Les Inuits ont des mutations génétiques uniques agissant sur le métabolisme qui leur permettent de neutraliser les effets néfastes d'un régime alimentaire riche en graisses de mammifères marins, leur principale source d'alimentation, ont découvert des chercheurs.

Près de 100 % des Inuits ont ces variations génétiques comparativement à 2 % pour les Européens et 15 % chez les Chinois de l'ethnie Han, ont-ils déterminé dans cette recherche publiée jeudi dans la revue américaine Science.

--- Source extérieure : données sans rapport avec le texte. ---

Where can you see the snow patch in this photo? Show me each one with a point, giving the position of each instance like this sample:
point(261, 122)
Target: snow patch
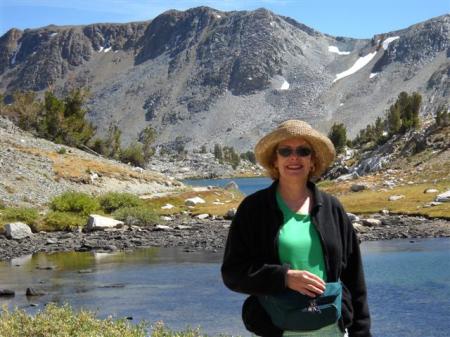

Outre la viande de baleine et de phoque, ces populations consomment également de grandes quantités de poissons dont l'huile est riche en acides gras oméga-3.

Malgré cette alimentation traditionnelle très pauvre en fruits et légumes et riche en graisses animales, les Inuits sont généralement en bonne santé avec une faible incidence de maladies cardiovasculaires, avaient déjà constaté des chercheurs danois dans les années 70.

Ils avaient alors conclu que les oméga-3 devaient avoir des effets protecteurs pour expliquer ce paradoxe.

Les bienfaits des omégas-3 ne sont pas confirmés

Ces conclusions sont à l'origine des recommandations en Europe et dans le reste du monde de consommer davantage de poissons gras ou de prendre des compléments d'omégas-3 pour aider à préserver la santé du coeur et des artères, explique Rasmus Nielsen, un professeur de biologie de l'Université de Californie à Berkeley, un des auteurs de cette nouvelle étude.

Aujourd'hui, au moins 10 % des Américains prennent régulièrement ces compléments alimentaires. Mais les résultats de récents essais cliniques n'ont pas confirmé les bienfaits cardiovasculaires des omégas-3, ou pour protéger contre la maladie d'Alzheimer.

« Nous avons découvert que les Inuits ont une adaptation génétique unique à ce régime alimentaire qu'on ne peut pas extrapoler à d'autres groupes ethniques », poursuit le scientifique. Ainsi, « c'est très bon pour les Inuits de consommer beaucoup de ces acides gras omégas-3 mais pas pour le reste d'entre nous », conclut-il.

Ces mutations génétiques ont des effets encore plus étendus comme la réduction du mauvais cholestérol (LDL) et de sucre dans le sang ce qui a des effets protecteurs contre les maladies cardiovasculaires et le diabète adulte (type 2).

Ces caractéristiques génétiques agissent également sur la taille car la croissance est en partie régulée par le métabolisme des graisses. Chez les Inuits, ces mutations réduisent leur taille de deux centimètres, ont déterminé les chercheurs.

Ils ont découvert ces mutations génétique en analysant les génomes de 191 Groenlandais avec moins de 5 % de gènes européens qu'ils ont comparé à ceux de 60 Européens et de 44 Chinois de l'ethnie Han.

Selon ces scientifiques ces mutations génétiques remontent à au moins 20 000 ans et pourraient avoir aidé de nombreuses peuplades humaines comme les chasseurs-cueilleurs à s'adapter à des régimes alimentaires riches en graisse animale et à certains types d'acide gras oméga-3 et oméga-6.

Elles pourraient être apparues initialement chez des Sibériens qui vivaient dans l'Arctique il y a plus de 20 000 ans. Et ces derniers sont arrivés au Groenland quand les Inuits s'y sont installés il y a environ mille ans.

Cette sélection génétique est ancienne et pourrait avoir aidé les humains à s'adapter à l'environnement lors du dernier âge glaciaire mais a été nettement plus marquée chez les Inuits, pensent ces chercheurs.